The Museum of Ontario Archaeology (formerly the Museum of Indian Archaeology and Pioneer Life, the Museum of Indian Archaeology (London) and the London Museum of Archaeology) is a museum located in northwest London, Ontario, Canada. It is dedicated to the study and public interpretation of over 11,000 years of human history in Ontario. It is adjacent to a reconstruction of the Lawson Site, a 16th-century pre-contact Attawandaron People's (Neutral Iroquoian) village. The museum offers permanent and temporary gallery space, a theatre, a classroom and children's activity space, along with tours of the reconstructed village.

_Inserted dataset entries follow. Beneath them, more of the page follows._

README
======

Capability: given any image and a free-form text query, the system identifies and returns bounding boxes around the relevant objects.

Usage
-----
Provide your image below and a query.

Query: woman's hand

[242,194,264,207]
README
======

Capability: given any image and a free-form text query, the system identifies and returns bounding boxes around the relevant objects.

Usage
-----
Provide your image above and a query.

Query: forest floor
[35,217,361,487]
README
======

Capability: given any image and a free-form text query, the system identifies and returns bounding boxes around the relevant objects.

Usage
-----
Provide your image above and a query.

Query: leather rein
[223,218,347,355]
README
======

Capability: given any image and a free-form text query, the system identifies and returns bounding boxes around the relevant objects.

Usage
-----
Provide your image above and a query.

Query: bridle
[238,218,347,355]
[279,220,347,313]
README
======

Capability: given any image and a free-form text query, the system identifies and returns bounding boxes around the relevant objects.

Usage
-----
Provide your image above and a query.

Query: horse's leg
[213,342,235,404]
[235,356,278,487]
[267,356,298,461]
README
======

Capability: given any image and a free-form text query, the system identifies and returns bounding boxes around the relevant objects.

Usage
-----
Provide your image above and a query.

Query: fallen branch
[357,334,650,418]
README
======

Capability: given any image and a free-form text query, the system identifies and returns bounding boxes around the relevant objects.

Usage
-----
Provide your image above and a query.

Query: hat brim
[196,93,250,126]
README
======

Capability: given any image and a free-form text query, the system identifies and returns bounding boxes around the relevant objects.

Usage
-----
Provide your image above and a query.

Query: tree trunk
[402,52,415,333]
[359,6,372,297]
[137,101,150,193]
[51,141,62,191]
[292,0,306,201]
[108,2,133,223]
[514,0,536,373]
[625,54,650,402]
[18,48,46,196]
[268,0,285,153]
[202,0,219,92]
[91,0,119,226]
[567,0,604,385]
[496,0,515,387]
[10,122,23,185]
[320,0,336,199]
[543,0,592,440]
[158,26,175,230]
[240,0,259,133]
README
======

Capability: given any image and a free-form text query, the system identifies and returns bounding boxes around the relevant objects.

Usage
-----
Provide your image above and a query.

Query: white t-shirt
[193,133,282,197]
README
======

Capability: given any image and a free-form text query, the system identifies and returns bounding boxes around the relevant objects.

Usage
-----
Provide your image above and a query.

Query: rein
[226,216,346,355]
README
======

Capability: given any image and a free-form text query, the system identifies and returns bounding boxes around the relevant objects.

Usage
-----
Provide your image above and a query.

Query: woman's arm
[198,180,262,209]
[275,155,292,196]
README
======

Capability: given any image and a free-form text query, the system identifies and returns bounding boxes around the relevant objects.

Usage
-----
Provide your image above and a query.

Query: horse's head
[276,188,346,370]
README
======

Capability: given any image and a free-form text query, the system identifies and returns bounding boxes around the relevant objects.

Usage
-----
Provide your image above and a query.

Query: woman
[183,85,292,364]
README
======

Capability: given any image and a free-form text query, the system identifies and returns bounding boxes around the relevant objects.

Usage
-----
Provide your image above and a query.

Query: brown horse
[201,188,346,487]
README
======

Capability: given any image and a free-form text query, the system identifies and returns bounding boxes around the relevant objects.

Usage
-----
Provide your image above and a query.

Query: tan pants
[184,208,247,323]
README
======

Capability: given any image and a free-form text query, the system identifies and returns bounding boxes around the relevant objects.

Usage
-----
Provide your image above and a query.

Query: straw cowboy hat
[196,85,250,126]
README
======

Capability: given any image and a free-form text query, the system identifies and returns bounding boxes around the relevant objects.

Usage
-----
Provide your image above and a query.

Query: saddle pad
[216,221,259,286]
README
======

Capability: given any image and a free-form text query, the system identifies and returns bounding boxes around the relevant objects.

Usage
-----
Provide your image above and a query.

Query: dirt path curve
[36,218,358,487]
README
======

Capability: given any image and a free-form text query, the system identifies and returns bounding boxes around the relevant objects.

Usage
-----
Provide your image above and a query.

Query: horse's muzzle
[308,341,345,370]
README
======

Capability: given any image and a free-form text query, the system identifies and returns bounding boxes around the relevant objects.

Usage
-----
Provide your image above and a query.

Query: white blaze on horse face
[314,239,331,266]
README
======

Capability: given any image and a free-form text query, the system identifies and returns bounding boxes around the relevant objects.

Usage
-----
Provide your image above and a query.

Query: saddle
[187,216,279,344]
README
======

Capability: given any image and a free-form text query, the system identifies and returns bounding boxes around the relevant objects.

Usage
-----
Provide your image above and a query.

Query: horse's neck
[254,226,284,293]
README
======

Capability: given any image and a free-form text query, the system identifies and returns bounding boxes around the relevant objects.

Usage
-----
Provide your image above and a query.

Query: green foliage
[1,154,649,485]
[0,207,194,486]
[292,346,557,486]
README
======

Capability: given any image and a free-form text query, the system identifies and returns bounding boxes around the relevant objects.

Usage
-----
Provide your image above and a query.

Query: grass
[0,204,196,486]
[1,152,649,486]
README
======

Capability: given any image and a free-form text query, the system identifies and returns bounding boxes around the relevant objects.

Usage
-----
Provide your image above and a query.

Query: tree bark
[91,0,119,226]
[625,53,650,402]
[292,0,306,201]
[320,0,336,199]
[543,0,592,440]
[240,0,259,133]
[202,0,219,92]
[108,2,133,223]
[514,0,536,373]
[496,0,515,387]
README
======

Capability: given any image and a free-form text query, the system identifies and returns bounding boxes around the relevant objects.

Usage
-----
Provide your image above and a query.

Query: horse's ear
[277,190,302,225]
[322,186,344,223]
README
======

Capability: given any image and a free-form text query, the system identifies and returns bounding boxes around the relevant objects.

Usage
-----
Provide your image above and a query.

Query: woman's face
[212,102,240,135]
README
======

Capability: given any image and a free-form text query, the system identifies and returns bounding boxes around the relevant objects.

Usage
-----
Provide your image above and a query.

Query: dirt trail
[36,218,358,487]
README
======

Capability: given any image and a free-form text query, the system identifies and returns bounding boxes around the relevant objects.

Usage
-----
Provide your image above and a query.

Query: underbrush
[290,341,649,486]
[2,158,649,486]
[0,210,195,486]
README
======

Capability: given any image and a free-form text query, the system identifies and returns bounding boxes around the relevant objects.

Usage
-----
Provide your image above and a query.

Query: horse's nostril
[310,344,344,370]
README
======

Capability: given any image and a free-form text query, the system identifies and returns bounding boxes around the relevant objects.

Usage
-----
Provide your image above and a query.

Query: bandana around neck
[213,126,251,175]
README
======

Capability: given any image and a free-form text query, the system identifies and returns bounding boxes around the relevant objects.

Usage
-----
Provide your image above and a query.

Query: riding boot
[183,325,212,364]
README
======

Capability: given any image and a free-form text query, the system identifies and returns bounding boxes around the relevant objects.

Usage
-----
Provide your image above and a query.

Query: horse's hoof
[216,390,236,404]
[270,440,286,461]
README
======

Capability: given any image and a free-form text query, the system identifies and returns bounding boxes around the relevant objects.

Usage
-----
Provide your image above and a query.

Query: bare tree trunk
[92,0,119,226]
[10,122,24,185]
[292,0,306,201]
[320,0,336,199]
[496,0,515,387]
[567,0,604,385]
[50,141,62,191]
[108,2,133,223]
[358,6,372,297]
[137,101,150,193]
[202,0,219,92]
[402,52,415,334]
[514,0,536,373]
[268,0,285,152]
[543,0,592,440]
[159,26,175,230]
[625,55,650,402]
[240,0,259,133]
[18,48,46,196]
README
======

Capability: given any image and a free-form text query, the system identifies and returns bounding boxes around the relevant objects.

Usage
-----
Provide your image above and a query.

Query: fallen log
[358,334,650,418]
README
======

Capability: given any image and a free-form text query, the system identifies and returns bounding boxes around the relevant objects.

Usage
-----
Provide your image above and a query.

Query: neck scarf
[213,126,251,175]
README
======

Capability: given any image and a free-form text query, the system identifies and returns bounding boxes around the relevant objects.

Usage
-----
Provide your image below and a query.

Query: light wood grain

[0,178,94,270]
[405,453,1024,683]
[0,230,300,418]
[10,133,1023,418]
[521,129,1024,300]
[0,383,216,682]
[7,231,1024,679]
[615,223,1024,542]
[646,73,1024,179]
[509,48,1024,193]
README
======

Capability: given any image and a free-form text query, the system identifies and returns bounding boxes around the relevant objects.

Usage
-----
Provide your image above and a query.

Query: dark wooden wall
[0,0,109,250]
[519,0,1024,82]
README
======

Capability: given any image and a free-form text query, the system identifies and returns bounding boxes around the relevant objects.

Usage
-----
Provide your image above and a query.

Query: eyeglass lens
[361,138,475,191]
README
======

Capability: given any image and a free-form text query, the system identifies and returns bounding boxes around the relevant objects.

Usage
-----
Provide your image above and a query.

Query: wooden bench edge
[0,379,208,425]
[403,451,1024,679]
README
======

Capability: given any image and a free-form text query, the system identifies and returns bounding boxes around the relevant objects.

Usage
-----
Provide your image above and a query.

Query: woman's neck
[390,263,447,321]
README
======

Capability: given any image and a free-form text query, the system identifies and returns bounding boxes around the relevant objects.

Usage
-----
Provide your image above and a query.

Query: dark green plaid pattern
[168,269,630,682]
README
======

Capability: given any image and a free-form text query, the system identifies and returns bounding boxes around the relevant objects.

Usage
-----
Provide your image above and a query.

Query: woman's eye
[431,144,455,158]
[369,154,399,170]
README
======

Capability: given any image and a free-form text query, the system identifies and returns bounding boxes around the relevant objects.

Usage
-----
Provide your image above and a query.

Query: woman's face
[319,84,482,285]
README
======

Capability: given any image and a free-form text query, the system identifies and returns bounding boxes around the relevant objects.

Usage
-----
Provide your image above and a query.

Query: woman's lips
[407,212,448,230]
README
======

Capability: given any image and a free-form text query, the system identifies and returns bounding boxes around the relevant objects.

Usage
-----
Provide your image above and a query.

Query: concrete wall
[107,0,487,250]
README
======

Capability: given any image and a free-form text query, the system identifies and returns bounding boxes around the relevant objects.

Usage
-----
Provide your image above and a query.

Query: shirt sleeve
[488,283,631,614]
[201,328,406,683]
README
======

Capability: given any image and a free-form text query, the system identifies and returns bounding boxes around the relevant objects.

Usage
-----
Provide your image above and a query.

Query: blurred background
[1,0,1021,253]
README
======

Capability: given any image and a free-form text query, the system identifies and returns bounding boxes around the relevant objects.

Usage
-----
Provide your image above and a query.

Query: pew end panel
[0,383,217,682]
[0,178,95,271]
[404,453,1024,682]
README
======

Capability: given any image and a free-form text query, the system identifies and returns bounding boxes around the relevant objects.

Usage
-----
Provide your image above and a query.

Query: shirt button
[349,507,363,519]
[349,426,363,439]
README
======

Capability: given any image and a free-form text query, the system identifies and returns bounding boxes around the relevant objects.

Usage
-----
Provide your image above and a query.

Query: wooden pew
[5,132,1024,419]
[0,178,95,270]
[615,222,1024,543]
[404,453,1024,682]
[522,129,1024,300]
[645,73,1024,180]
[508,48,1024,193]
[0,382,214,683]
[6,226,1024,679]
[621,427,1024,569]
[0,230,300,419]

The museum is an Affiliated Research Institute of The University of Western Ontario. It houses over two million artifacts recovered from archaeological sites throughout Ontario, along with laboratory space for artifact analysis and an extensive library of archaeological books and manuscripts.

Four events are featured each year: The Annual Harvest Festival and Pow Wow in September, Art & Craft Sale featuring traditional First Nation art and craft vendors in late November, Snowsnake or Winter Festival on Family Day in February, and Wilfrid Jury Archaeology Day in late July.

==History==
The museum has its beginnings in the private artifact collection of Amos Jury and his son Wilfrid. The Jury collection was informally displayed at The University of Western Ontario beginning in 1927, but it was not until 1933 that space was formally set aside for it in the Lawson Memorial Library. Wilfrid Jury became the curator of the newly established Museum of Indian Archaeology and Pioneer Life, although the position was unpaid until 1945.

Wilfrid Jury continued to be involved with the museum until his death in 1981. In 1969, he encouraged Colonel Tom Lawson and members of the Fuller family to donate the land containing the Lawson Site to The University of Western Ontario. Construction of the Lawson-Jury building, the current home of the Museum of Ontario Archaeology, began in 1980 and was completed in 1981.

The museum is located on two archaeological sites. Prior to construction of the Lawson-Jury building, an archaeological assessment discovered the remains of a 4,000-year-old campsite, now known as the Spook Hollow site. The reconstructed village sits atop the Lawson site, a Neutral Iroquoian village occupied in the 16th century.

==Lawson site==

Reconstruction of the Lawson site

The Lawson Site is situated on a plateau between Medway River and Snake Creek, tributaries of the Thames River. Around 1500 AD this plateau was the location of a densely fortified Neutral Iroquois village with a peak population of as many as 1,900 individuals. The site was known to amateur collectors since the mid 19th century. The first archaeological excavations of the site were undertaken by W.J. Wintemberg from 1921 to 1923, and Wilfrid Jury excavated the site through the 1930s and 40s.

The site was extensively excavated in the 1970s in association with the development of the adjacent Museum of Ontario Archaeology. The Anthropology Department of The University of Western Ontario runs an annual field school at the site. The Lawson site was the first archaeological site in Ontario to be placed on the Canadian Register of Historic Places.

The remains of at least 39 longhouses have been identified within the village, along with numerous middens and pits. The entire village was surrounded by a series of palisade walls and defensive earthworks. Over 500,000 artifacts have been recovered from the site, providing valuable information about the daily lives of the site's occupants. The inhabitants of the Lawson site were horticulturalists, growing corn, beans and squash (known as the Three Sisters) on fields surrounding the village.

==Affiliations==
The museum is affiliated with: CMA, CHIN, The University of Western Ontario and the Virtual Museum of Canada.

In 2011 Sustainable Archaeology: Western, a University of Western Ontario archaeological research facility and repository, was constructed adjacent to the museum. Sustainable Archaeology is an inter-institutional collaborative research facility between the University of Western Ontario and McMaster University.